Haberler

Kurum, 18 Yaşına Kadar En İyi Hizmeti Hedefliyor

Güncelleme:
Abone Ol

Şanlıurfa Aile ve Sosyal Politikalar İl Müdürü Murat Demirkol, yetiştirme yurtlarında kalan çocuklara yönelik hizmetleri sıraladı.

Çocukların durumunu daha yakından takip etmek ve birinci ağızdan nasıl hizmet gördüklerini anlamak amacıyla Şanlıurfa Aile ve Sosyal Politikalar İl Müdürü Murat Demirkol ile bir röportaj yaptık. İşte bir de kurum yetkilisinden devletin çocuklara yönelik yaklaşımı ve hizmetleri…

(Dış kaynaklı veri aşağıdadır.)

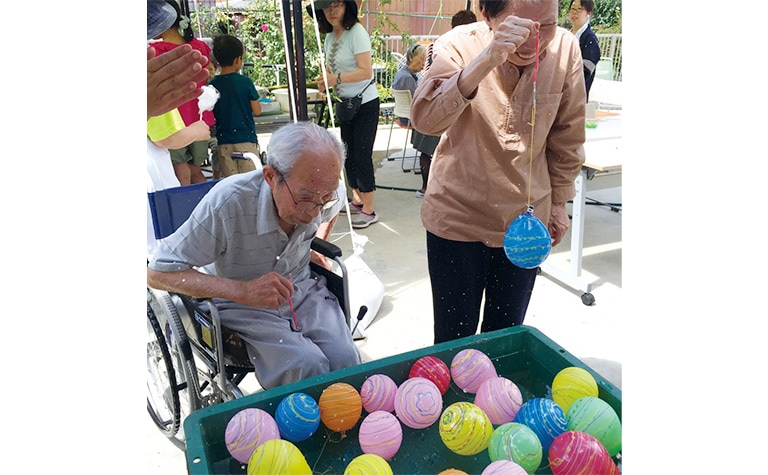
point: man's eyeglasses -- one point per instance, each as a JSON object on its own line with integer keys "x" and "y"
{"x": 306, "y": 206}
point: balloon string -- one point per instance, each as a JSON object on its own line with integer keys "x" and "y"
{"x": 533, "y": 116}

Yetiştirme yurdunda kalan bazı çocukların dışarı çıkmak istedikleri dışarı çıkmayınca da saldırgan tutumlar sergiledikleri (kendilerine jilet atma, diğer arkadaşlarına saldırma) şeklinde duyumlar alıyoruz. Zaman zaman yetiştirme yurtlarında kalan çocukların yetkililer tarafından fiziksel şiddete maruz kaldıkları, cinsel istismara maruz kaldıkları iddiaları geliyor. Sizin gözetiminizdeki çocuklarda böylesi durumlar yaşanıyor mu ya da böyle bir duyum alıyor musunuz?
Şanlıurfa Aile ve Sosyal Politikalar İl Müdürlüğü olarak yatılı hizmet verdiğimiz gruplardan bir kısmı da çocuk alanında hizmet vermiş olduğumuz çocuk yetiştirme yurdumuz ve çocuk yuvamız mevcut. Aynı zamanda bunun yanında 18 yaş altı, suç mağduru kız çocuklarımızın da kalmış oldukları Bakım Sosyal ve Rehabilitasyon Merkezimiz var. Zannedersem yuva ortamıyla ilintili değil de bakım sosyal ve rehabilitasyon merkezindeki çocuklarımıza yönelik bir iddia gündeme gelmiş olabilir. Bakım sosyal ve rehabilitasyon merkezinde kalan çocuklarımızın suç mağduru olmaları, can güvenliği tehdidi altında bulunmaları nedeniyle burada bulunan çocuklarımızın korunaklı bir ortamda hizmet almaları gerekiyor. Dolayısıyla bu çocuklarımız bize emanet edilmiş olan ve onların da rehabilitesinin gerçekleşmesi adına orada hizmet ürettiğimiz bir kurum. Buraya gelmiş olan çocuklarımızın hepsi maalesef istemediğimiz bir takım tutum ve davranışların sonucunda bizlere mahkemeler ve kolluk kuvvetleri muafiyetiyle getirilen çocuklardır. Bu çocukların yaşamış oldukları, bize gelmeden önceki yaşamış oldukları travma, başlarına gelen sıkıntıların bizim kurumlarımızda bu çocuklarımıza yönelik olarak rehabilitasyonu ve onların tekrar topluma kazandırılması amaçlanarak kurulmuş olan bir ortam orası. Dolayısıyla buraya gelen o çocuklarımızla ilgili her şeyden önce can güvenlikleri noktasında hayatlarını tehdit edici dış faktörlere karşı bu çocuklarımızı koruma felsefesiyle hareket ediyoruz.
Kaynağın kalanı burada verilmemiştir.